Shredded Beef Enchiladas
Ingredients
2 cups Enchilada Sauce
16 Tortillas
2 cups Cheddar Cheese, grated
2 cups Queso Fresco, crumbles
5½ pounds Shredded Beef
¼ cup Green Onions
1 cup Sour Cream, to dollop
¼ cup Cilantro, as a garnish
Directions
1. Preheat the oven to 350 degrees
2. Put ½ cup enchilada sauce in the bottom of a pie dish or just enough to coat the bottom
3. Dip both sides of the tortillas, 1 at a time with tongs, into the sauce, and coat both sides
4. Place tortillas on to a plate
5. Combine the cheeses in a medium bowl
6. Fill each with some of the shredded meat (do not overfill the tortillas)

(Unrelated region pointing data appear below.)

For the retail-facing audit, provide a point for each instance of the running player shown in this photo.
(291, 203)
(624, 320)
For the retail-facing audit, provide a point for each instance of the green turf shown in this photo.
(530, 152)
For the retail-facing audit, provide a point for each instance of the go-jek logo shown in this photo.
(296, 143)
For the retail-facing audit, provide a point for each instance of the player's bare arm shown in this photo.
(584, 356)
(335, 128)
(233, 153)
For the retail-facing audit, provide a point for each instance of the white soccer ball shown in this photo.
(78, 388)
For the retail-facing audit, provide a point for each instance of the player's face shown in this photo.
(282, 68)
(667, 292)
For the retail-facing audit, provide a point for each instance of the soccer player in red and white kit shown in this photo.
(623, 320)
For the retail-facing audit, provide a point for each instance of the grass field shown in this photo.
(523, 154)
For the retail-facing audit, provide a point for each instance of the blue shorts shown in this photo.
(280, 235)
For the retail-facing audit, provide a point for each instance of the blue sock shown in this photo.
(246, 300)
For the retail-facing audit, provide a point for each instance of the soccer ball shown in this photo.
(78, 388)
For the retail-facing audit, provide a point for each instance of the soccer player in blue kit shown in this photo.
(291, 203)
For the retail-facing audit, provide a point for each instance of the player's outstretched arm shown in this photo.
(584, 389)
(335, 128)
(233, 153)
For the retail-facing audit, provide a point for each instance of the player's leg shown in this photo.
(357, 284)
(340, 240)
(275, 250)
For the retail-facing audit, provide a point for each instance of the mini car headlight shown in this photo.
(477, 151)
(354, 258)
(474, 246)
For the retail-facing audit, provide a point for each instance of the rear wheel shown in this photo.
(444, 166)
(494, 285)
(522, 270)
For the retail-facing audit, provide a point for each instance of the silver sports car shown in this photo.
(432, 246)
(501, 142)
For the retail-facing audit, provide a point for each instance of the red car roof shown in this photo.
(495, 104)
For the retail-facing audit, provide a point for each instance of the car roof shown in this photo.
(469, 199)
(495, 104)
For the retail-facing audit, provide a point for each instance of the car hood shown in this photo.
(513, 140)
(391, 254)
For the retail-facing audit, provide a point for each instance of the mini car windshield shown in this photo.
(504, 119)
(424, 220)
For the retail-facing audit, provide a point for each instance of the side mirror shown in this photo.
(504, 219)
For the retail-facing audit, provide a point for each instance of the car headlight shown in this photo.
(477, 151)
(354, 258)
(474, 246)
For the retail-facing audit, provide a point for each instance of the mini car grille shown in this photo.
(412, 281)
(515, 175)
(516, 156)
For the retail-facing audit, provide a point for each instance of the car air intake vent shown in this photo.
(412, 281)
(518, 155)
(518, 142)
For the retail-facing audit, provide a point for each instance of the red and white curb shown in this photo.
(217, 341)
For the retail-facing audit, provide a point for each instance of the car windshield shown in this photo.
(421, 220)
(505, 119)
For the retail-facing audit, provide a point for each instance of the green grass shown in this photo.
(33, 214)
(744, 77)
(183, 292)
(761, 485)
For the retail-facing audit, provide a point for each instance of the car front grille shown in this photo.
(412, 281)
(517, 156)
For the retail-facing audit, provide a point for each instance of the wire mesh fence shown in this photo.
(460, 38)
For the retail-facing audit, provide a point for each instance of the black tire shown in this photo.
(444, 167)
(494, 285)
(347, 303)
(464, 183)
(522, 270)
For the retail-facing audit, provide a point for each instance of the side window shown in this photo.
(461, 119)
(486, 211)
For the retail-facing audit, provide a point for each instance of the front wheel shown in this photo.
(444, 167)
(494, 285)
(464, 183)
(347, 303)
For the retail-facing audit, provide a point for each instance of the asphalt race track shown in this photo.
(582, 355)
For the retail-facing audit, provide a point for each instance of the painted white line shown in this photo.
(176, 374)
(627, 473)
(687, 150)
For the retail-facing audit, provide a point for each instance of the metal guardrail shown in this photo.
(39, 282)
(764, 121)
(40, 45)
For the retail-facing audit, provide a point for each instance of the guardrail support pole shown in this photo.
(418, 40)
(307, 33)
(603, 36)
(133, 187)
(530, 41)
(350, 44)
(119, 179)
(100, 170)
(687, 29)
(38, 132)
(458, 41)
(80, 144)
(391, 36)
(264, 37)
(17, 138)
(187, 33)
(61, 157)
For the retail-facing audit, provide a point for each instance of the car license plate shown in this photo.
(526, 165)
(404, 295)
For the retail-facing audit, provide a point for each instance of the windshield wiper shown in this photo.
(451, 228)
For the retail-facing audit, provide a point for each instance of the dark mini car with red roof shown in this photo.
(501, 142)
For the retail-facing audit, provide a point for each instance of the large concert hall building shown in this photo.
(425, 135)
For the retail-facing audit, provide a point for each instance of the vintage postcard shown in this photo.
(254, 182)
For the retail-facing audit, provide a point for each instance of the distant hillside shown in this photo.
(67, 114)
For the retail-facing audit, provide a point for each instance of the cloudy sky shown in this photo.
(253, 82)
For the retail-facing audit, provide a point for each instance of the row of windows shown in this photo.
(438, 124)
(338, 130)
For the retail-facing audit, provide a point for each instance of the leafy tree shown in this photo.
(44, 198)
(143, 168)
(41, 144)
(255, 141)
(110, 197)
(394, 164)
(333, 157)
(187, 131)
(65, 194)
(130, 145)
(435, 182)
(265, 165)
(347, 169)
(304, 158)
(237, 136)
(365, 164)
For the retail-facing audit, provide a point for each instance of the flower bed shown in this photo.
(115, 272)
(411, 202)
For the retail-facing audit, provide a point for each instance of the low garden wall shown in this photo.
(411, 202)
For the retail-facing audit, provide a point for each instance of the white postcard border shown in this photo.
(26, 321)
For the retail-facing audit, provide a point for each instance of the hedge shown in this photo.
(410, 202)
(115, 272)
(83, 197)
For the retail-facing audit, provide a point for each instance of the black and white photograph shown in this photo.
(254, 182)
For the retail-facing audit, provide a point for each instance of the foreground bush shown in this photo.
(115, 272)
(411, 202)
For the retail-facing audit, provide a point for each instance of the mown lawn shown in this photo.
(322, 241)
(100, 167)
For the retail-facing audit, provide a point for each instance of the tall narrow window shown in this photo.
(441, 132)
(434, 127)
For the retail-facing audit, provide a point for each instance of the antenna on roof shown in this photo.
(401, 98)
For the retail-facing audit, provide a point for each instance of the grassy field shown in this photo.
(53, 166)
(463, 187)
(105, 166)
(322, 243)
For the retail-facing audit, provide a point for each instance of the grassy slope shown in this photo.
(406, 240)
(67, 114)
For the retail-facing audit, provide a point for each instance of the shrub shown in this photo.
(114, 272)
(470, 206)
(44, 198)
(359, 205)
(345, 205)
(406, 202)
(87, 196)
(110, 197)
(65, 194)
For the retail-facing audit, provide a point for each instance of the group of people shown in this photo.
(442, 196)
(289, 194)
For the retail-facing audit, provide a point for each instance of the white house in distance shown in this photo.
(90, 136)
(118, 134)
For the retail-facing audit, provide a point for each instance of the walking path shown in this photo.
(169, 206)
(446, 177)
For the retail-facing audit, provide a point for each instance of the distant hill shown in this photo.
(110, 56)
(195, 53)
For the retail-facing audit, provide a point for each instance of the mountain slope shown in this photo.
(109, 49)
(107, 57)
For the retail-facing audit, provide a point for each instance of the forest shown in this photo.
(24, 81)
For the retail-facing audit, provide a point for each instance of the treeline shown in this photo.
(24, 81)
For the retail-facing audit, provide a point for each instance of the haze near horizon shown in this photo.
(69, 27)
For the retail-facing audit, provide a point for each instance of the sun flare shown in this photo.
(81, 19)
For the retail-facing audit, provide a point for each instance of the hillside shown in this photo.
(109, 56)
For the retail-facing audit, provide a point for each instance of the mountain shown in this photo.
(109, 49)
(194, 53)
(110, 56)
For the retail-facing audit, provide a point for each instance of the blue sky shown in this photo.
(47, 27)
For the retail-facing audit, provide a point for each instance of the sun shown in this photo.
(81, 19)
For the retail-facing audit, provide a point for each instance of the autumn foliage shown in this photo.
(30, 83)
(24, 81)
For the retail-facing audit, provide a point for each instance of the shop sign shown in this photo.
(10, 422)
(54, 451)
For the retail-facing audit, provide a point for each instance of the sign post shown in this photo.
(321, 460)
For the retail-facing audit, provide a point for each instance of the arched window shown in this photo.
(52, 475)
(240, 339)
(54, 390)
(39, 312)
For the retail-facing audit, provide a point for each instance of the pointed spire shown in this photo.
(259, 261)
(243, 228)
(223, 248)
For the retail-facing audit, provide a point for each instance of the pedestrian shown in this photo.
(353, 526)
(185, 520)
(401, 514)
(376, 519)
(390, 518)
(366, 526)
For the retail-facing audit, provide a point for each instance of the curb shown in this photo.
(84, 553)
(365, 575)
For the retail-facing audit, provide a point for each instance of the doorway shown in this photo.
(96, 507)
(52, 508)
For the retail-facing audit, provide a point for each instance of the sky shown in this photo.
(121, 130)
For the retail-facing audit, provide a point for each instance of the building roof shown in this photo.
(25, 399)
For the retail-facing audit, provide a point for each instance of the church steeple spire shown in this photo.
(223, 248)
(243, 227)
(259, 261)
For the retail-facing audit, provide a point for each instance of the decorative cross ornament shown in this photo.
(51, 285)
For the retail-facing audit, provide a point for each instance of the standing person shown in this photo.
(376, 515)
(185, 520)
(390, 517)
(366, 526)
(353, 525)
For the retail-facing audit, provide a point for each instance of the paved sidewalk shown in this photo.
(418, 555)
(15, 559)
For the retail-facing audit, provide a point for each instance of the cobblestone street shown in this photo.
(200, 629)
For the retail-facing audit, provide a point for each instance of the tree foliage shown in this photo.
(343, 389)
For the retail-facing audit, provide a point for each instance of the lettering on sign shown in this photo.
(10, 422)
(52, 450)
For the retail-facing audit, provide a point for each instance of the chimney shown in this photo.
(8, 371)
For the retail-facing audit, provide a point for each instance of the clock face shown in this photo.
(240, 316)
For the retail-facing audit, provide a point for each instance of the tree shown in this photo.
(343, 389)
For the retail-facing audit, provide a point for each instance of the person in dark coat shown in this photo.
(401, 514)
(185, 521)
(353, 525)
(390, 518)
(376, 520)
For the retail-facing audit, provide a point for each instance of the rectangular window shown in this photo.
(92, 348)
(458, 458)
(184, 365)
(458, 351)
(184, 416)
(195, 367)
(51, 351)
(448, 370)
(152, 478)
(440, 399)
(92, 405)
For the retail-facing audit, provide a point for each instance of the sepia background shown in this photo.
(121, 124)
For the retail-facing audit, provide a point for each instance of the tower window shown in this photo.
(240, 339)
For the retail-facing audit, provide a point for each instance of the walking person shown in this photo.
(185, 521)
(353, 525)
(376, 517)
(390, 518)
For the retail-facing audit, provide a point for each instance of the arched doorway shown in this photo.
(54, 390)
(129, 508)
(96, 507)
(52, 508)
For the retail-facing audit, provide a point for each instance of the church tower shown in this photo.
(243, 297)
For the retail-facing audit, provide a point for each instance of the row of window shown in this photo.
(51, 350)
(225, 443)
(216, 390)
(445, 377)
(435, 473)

Reserve some cheese for the top of the baking pan
7. Roll and arrange them, seam side down, in the baking pan, packing the enchiladas tightly
8. Add additional sauce to come ⅓ up the sides of the enchiladas, then sprinkle a line of cheese, lengthwise, down the center of the pan
9. Sprinkle green onions evenly over the top
10. Bake until bubbly, about 25 to 30 minutes
11. Remove from the oven
12. Let sit for 5 minutes and then serve with sour cream and cilantro
Note: If you’re using a porcelain lined baking dish, you can bake for less time at a higher temperature. Alternately, if you’re using a glass baking dish, it’ll have to be at a lower temperature for longer.
Options: You can also use shredded chicken or just fill the enchiladas with cheese.